Arguably a perfect horror movie with an interesting premise, great characters, incredible special effects, a nice soundtrack, and well executed tension that many viewers will keep coming back to.


24. The Incredibles (2004)
Synopsis: “A family of undercover superheroes, while trying to live the quiet suburban life, are forced into action to save the world.”
It’s become a family favorite precisely because it’s about a family who deals with their own issues all while juggling the fact that they have superpowers.

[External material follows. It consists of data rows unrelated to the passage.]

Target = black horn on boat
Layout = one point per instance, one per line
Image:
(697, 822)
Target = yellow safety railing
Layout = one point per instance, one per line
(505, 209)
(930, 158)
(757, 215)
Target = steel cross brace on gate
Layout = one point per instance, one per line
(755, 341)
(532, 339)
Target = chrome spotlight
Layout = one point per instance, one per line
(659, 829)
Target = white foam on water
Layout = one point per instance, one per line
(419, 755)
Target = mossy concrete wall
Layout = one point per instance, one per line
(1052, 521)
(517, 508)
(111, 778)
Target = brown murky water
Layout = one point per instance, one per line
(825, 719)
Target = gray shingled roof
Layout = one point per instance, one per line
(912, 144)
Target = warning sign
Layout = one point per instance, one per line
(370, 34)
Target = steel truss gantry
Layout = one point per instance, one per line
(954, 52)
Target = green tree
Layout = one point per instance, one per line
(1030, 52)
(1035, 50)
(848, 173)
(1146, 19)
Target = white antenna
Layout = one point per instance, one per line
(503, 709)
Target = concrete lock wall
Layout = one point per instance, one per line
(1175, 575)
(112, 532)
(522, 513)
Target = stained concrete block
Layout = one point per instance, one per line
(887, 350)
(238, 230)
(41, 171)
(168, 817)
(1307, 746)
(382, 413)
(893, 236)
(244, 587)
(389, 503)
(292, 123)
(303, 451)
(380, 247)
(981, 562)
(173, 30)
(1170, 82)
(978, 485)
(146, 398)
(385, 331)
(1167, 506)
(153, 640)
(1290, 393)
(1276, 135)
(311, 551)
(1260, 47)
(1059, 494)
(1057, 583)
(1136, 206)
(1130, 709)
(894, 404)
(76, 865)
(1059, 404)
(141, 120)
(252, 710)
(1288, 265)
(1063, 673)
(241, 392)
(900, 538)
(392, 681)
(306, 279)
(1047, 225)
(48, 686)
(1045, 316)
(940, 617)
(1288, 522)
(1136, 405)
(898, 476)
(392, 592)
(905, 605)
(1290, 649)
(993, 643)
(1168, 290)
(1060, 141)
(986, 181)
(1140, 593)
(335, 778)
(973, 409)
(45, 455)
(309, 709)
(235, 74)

25. The Godfather: Part II (1974)
Synopsis: “The early life and career of Vito Corleone in 1920s New York is portrayed while his son, Michael, expands and tightens his grip on the family crime syndicate.”
It is the juxtaposition of how Don Corleone rose to power and what Michael is doing to continue that power that just makes this film brilliant. The performances from Robert DeNiro and Al Pacino are legendary and timeless, no wonder they went on to star in many more movies together.


26. Vertigo (1958)
Synopsis: “A San Francisco detective suffering from acrophobia investigates the strange activities of an old friend’s wife, all the while becoming dangerously obsessed with her.”
It’s a slow-paced movie but masterfully done. The final shot is similar to the opening scene without giving anything away, while the mystery plays out at a steady pace allowing viewers to gain info at the appropriate rate.

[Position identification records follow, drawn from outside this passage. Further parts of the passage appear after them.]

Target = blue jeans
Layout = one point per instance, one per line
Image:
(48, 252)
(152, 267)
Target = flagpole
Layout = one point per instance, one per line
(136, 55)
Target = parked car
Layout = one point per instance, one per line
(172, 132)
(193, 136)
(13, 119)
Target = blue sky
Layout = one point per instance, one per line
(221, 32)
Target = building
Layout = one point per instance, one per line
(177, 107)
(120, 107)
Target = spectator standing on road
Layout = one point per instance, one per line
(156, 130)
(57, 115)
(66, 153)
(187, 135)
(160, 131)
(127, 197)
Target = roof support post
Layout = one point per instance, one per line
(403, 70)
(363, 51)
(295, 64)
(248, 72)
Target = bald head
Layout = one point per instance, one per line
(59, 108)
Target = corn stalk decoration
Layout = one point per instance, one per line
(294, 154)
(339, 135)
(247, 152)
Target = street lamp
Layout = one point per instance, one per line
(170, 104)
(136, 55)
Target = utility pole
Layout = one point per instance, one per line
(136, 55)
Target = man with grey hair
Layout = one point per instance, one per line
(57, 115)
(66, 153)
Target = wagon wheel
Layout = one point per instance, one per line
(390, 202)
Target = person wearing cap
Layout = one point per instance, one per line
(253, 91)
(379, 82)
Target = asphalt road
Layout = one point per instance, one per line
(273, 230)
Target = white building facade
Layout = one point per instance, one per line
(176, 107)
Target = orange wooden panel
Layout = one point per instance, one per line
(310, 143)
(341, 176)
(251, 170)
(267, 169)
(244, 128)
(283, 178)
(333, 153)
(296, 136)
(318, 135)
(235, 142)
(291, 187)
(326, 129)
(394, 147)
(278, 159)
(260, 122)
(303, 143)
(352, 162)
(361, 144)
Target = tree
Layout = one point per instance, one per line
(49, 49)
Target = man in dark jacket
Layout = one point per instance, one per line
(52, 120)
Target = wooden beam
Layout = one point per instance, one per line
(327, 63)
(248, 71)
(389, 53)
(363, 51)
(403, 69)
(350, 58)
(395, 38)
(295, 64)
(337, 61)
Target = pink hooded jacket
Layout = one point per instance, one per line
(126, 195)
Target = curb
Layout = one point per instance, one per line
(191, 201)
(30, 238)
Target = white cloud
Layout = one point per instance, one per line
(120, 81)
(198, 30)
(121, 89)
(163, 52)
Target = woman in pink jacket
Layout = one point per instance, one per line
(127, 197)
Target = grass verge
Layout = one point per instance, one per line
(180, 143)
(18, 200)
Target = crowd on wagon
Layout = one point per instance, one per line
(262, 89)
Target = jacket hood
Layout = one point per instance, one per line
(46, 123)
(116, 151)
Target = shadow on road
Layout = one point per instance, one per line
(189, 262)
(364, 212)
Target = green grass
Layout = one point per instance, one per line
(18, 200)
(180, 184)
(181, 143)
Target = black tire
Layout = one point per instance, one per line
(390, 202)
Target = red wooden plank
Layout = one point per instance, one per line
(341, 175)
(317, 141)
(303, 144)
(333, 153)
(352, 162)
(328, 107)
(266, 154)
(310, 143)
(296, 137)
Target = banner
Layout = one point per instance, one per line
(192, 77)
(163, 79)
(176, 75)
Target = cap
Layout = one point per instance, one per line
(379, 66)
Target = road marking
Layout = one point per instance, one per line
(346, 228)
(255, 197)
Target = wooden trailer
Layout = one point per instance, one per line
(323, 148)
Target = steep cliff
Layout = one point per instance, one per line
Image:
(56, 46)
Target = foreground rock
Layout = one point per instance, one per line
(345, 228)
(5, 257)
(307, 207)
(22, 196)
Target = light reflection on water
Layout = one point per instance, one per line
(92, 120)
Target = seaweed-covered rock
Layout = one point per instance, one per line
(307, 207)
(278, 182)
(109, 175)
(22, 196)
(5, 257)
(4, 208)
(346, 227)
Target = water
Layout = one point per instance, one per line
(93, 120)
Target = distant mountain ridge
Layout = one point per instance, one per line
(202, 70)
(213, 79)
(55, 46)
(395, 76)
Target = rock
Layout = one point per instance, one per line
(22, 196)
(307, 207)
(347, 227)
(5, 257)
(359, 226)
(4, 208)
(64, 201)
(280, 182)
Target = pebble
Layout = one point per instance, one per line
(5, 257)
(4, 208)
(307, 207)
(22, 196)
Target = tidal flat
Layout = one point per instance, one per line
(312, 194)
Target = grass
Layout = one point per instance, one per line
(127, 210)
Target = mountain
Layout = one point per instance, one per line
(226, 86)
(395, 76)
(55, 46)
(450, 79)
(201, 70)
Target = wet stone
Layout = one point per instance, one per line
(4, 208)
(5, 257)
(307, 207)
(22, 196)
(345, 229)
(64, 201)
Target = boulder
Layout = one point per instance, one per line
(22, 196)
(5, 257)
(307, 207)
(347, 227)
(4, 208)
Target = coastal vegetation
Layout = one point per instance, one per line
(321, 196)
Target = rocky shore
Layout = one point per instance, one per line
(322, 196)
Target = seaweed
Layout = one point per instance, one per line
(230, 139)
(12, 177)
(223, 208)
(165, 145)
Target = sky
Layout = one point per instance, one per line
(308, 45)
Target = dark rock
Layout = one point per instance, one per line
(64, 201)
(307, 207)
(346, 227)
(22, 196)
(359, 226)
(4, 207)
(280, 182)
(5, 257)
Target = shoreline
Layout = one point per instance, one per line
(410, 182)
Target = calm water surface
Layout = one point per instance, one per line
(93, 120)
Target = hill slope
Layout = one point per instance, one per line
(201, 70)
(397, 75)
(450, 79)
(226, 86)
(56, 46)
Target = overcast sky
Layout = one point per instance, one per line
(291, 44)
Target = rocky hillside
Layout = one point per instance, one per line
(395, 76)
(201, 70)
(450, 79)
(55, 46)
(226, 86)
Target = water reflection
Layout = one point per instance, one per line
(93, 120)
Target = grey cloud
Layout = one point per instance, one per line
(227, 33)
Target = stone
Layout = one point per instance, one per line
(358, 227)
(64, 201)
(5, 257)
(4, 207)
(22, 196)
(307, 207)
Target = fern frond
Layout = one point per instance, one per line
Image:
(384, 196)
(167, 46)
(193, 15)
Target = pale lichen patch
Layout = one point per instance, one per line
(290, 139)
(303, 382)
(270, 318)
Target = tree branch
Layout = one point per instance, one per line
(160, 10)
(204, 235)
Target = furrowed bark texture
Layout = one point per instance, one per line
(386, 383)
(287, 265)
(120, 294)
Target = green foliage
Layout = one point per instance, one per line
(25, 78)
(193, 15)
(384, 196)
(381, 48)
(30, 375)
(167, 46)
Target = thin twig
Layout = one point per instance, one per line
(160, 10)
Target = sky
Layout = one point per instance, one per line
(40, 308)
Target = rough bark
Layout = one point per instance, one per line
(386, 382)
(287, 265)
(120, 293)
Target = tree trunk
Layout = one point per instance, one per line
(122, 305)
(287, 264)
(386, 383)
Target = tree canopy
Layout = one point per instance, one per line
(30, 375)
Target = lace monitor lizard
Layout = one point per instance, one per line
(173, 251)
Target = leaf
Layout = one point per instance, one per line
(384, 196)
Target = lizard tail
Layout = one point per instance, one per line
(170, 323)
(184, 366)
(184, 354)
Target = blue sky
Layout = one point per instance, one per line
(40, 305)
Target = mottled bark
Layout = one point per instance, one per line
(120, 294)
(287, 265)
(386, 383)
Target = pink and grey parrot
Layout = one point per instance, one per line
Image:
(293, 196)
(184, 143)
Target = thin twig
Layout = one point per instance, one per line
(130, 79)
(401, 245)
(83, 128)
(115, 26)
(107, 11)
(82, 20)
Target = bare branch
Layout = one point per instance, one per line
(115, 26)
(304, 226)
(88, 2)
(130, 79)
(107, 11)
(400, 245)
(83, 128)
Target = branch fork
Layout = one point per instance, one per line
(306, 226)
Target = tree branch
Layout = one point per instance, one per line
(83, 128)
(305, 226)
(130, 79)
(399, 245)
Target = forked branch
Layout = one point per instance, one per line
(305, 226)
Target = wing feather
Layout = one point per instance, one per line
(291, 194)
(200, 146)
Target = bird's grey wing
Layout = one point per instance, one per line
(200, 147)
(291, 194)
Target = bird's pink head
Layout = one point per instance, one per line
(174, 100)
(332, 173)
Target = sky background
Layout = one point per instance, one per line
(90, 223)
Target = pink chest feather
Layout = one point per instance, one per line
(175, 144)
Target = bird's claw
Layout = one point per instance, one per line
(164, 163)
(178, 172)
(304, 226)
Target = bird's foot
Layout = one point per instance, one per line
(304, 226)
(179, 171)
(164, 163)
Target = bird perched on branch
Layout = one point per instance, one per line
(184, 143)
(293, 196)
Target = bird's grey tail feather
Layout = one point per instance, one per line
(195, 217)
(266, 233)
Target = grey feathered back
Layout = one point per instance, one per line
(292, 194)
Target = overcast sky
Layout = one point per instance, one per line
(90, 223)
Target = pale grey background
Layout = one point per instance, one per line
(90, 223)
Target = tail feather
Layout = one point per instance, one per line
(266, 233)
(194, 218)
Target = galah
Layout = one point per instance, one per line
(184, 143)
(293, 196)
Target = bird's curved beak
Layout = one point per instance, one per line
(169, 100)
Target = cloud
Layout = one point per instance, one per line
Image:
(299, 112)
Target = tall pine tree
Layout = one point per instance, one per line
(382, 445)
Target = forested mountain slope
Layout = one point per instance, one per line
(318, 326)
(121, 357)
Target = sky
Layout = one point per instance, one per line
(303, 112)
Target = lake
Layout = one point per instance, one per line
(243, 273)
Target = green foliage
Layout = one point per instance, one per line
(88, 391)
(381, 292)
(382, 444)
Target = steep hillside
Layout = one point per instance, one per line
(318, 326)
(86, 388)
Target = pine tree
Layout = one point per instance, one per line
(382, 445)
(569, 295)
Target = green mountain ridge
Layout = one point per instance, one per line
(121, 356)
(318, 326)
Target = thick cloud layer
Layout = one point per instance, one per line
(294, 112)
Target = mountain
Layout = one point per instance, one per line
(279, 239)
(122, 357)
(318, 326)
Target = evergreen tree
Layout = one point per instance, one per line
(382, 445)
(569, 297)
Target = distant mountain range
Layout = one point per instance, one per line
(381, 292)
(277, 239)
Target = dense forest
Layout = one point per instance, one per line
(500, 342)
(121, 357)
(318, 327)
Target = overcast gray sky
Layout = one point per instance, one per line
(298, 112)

27. The Life Aquatic with Steve Zissou (2004)
Synopsis: “With a plan to exact revenge on a mythical shark that killed his partner, oceanographer Steve Zissou rallies a crew that includes his estranged wife, a journalist, and a man who may or may not be his son.”
The film’s intricate, complicated character study will have you picking up up things you won’t see on the previous watch. The characters have amazing chemistry, plus it culminates in one of the most poignant moments on screen.

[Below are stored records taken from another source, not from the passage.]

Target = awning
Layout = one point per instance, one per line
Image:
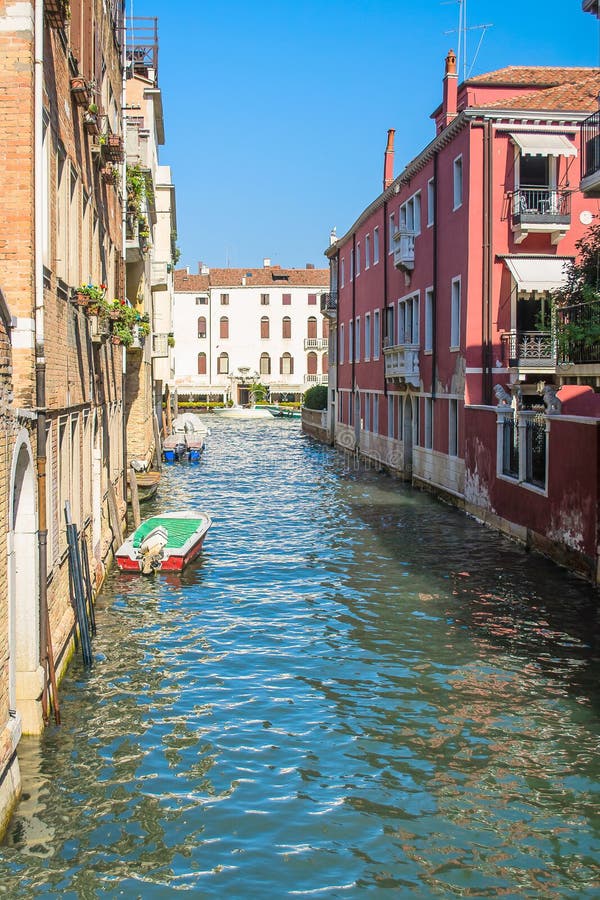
(543, 144)
(535, 273)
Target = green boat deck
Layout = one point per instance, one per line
(178, 530)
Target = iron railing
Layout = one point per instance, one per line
(590, 145)
(541, 203)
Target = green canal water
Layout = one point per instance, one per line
(356, 690)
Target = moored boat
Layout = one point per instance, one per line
(166, 542)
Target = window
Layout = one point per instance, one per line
(453, 428)
(376, 335)
(455, 314)
(428, 319)
(457, 182)
(286, 364)
(428, 423)
(430, 201)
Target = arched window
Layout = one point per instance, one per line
(286, 364)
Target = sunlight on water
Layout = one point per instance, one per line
(355, 689)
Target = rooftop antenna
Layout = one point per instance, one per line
(463, 28)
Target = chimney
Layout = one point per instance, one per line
(388, 160)
(450, 90)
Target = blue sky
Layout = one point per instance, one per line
(276, 114)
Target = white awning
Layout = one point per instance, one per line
(543, 144)
(537, 273)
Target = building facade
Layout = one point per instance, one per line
(448, 364)
(237, 327)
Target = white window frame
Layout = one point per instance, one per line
(428, 336)
(457, 182)
(455, 312)
(430, 202)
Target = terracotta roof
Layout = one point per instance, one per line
(272, 276)
(578, 94)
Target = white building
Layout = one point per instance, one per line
(234, 327)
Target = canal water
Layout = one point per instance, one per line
(357, 690)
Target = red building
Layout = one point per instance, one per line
(446, 363)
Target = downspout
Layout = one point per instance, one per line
(486, 384)
(40, 188)
(383, 323)
(435, 278)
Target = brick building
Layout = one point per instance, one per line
(61, 419)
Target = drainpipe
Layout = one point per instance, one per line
(40, 361)
(486, 379)
(435, 278)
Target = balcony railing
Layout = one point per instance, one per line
(590, 154)
(529, 349)
(329, 304)
(578, 333)
(404, 249)
(402, 363)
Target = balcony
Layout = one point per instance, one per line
(316, 343)
(541, 210)
(534, 351)
(590, 156)
(402, 364)
(329, 305)
(404, 249)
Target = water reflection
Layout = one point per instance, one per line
(356, 688)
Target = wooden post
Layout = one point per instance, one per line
(135, 500)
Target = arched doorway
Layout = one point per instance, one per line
(25, 672)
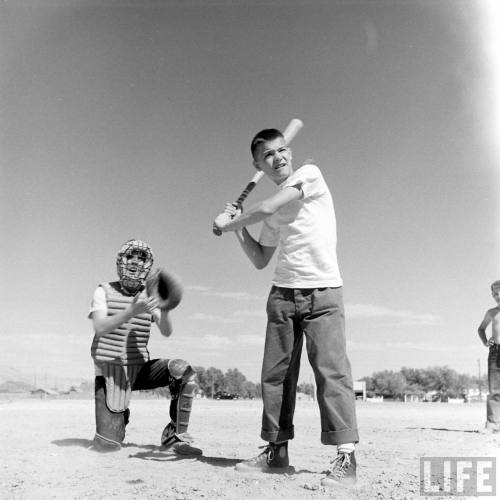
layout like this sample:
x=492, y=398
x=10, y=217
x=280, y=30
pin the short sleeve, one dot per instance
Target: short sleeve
x=269, y=234
x=98, y=301
x=310, y=180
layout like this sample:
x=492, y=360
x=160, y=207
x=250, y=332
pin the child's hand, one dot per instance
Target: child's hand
x=233, y=211
x=142, y=304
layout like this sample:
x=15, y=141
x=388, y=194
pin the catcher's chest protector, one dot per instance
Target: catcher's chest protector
x=119, y=381
x=127, y=345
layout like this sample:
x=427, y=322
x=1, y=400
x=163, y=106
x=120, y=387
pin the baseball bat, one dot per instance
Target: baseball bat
x=292, y=129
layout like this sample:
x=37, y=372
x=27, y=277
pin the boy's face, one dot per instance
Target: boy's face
x=135, y=263
x=274, y=158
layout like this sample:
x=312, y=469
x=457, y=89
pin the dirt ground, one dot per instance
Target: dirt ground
x=44, y=451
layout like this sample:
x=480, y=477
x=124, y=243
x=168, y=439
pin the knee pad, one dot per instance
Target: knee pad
x=181, y=370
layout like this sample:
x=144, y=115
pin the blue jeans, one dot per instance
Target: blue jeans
x=493, y=401
x=317, y=314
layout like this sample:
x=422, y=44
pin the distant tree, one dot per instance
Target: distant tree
x=234, y=381
x=209, y=381
x=386, y=383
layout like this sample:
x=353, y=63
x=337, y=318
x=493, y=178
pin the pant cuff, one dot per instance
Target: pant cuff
x=340, y=437
x=279, y=435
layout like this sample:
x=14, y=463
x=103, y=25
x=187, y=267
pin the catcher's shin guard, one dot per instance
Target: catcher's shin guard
x=110, y=426
x=182, y=390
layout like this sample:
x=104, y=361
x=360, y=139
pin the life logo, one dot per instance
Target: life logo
x=458, y=476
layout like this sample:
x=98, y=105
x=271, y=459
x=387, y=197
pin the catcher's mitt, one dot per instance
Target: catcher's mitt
x=165, y=287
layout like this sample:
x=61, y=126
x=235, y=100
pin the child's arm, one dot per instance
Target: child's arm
x=482, y=328
x=162, y=320
x=104, y=324
x=263, y=209
x=258, y=254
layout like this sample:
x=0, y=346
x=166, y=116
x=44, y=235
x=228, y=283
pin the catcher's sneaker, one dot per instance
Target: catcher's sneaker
x=343, y=471
x=490, y=428
x=185, y=448
x=274, y=458
x=179, y=443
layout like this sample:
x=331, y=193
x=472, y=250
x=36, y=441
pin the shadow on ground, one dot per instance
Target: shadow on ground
x=441, y=429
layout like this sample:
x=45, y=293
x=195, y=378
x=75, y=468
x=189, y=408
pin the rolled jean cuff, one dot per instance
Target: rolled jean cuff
x=340, y=437
x=276, y=436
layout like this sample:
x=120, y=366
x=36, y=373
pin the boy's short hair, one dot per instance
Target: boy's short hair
x=268, y=134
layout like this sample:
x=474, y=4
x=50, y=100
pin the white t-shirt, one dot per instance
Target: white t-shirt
x=306, y=233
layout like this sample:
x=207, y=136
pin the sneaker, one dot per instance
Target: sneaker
x=490, y=428
x=343, y=471
x=274, y=456
x=184, y=448
x=179, y=443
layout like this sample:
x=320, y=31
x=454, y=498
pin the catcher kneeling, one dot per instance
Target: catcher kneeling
x=122, y=313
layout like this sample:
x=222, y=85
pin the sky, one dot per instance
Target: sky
x=132, y=119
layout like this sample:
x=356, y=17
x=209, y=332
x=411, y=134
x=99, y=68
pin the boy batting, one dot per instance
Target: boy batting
x=492, y=317
x=305, y=301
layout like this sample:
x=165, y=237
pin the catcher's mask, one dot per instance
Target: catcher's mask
x=133, y=271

28. Synecdoche, New York (2008)
Synopsis: “A theatre director struggles with his work, and the women in his life, as he creates a life-size replica of New York City inside a warehouse as part of his new play.”
Humor, suspense, and at times depressing are some of the reasons why this film is good. The opening scenes bring you into the future without realizing that time is passing. No one pays close attention to the dates in the newspapers, the times on the radio, and the dialogue. Such is the repetition of daily life and viewers will realize that fact after watching this movie.


29. Toy Story (1995)
Synopsis: “A cowboy doll is profoundly threatened and jealous when a new spaceman figure supplants him as the top toy in a boy’s room.”
This beloved animated film has one of the strongest scripts ever written. It’s starts strong and finishes even stronger. It’s a film that talks to adults and children in different ways, using themes of jealousy, purpose, and parental caring all wrapped up in a nice, warm cup of hot chocolate.


30. Whiplash (2014)
Synopsis: “A promising young drummer enrolls at a cut-throat music conservatory where his dreams of greatness are mentored by an instructor who will stop at nothing to realize a student’s potential.”
You can watch this movie over and over and still be amazed. It has great story, strong dialogue, and well-developed characters brought to life by incredible acting. The cinematography and music are exquisite.